3. Community platform has fully implemented SSO (single sign-on) to allow seamless
integration for the customer without needing to sign into two separate websites, and also
synchronizes additional customer data.
4. Community systems are an integrated part of the support and engagement
engine, with complete synchronization with customer data and the community including
SSO data used for delivery of community content and tracking.
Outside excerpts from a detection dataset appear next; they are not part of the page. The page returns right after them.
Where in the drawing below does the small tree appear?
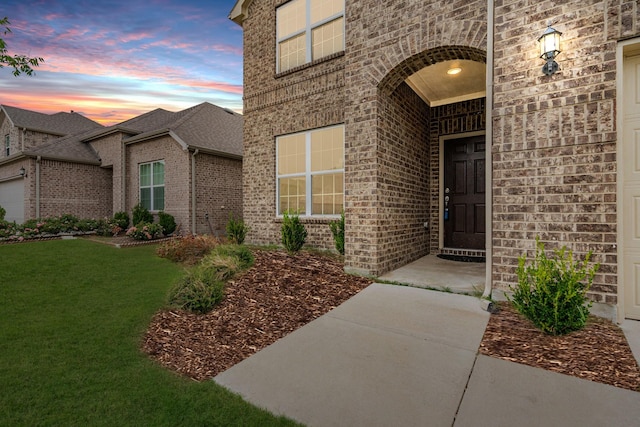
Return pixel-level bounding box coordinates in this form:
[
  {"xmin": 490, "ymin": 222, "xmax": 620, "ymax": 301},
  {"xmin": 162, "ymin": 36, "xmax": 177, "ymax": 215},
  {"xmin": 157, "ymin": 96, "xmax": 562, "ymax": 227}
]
[
  {"xmin": 509, "ymin": 238, "xmax": 600, "ymax": 335},
  {"xmin": 282, "ymin": 212, "xmax": 307, "ymax": 254},
  {"xmin": 226, "ymin": 213, "xmax": 249, "ymax": 245},
  {"xmin": 132, "ymin": 203, "xmax": 153, "ymax": 226},
  {"xmin": 329, "ymin": 211, "xmax": 344, "ymax": 255},
  {"xmin": 0, "ymin": 16, "xmax": 44, "ymax": 77},
  {"xmin": 158, "ymin": 211, "xmax": 178, "ymax": 235}
]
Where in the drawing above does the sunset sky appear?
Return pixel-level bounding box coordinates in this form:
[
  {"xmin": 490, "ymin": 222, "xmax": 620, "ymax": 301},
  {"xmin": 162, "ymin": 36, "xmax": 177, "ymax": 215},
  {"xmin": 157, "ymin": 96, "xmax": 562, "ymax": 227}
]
[{"xmin": 0, "ymin": 0, "xmax": 242, "ymax": 125}]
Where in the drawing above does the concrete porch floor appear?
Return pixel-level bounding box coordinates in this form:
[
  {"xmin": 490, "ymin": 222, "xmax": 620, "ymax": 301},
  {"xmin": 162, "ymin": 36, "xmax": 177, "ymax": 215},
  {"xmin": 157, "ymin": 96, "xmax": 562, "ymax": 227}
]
[{"xmin": 379, "ymin": 255, "xmax": 486, "ymax": 295}]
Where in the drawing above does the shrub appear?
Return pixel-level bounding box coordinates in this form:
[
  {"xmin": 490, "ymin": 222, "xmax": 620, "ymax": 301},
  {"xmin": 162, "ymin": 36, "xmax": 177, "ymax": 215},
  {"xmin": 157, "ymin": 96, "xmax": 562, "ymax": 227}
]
[
  {"xmin": 127, "ymin": 223, "xmax": 163, "ymax": 240},
  {"xmin": 127, "ymin": 203, "xmax": 153, "ymax": 226},
  {"xmin": 169, "ymin": 267, "xmax": 224, "ymax": 314},
  {"xmin": 158, "ymin": 211, "xmax": 177, "ymax": 235},
  {"xmin": 282, "ymin": 212, "xmax": 307, "ymax": 254},
  {"xmin": 329, "ymin": 211, "xmax": 344, "ymax": 255},
  {"xmin": 111, "ymin": 212, "xmax": 130, "ymax": 230},
  {"xmin": 226, "ymin": 213, "xmax": 249, "ymax": 245},
  {"xmin": 212, "ymin": 244, "xmax": 254, "ymax": 270},
  {"xmin": 509, "ymin": 238, "xmax": 600, "ymax": 335},
  {"xmin": 156, "ymin": 234, "xmax": 220, "ymax": 265}
]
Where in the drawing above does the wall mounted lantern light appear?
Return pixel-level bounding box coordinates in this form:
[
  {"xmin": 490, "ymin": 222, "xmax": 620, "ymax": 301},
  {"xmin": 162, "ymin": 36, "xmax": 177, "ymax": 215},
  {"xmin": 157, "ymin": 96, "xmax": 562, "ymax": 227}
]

How is your online community staffed?

1. Executive high level focus on the initiative which is attributing community to bottom
line major imperatives in the company. Community is used to drive growth with definite
change to bottom line.
2. Dedicated staff focused on the community for enhancements or feedback. KPI’s
include crowd sourcing, user generated content for marketing, advocacy and reviews,
word of mouth, and growing more business to drive more demand.
3. Someone is responsible for hiring a community manager who has KPI’s that are
focused around response time, moderation of community, and stake in the community.
4. Emergent community lives in the support team or has no one managing it. The
community may be designed to run itself (set it and forget it).
Which option best describes the metrics you
report on for your online community?

1. In addition to brand mentions, the number of support posts is also tracked (both open and
closed tickets).
2. Brand mentions are tracked at the most basic level, often across social media platform,
blogs and the internet overall.
3. The number of tickets deflected is a key metric to prove how online community saves
support teams time, along with brand mentions, and open and closed support ticket
metrics.
4. C-SAT (Customer Satisfaction) and NPS (Net Promoter Score) are the main metrics in
addition to deflection, # of support posts and brand mentions.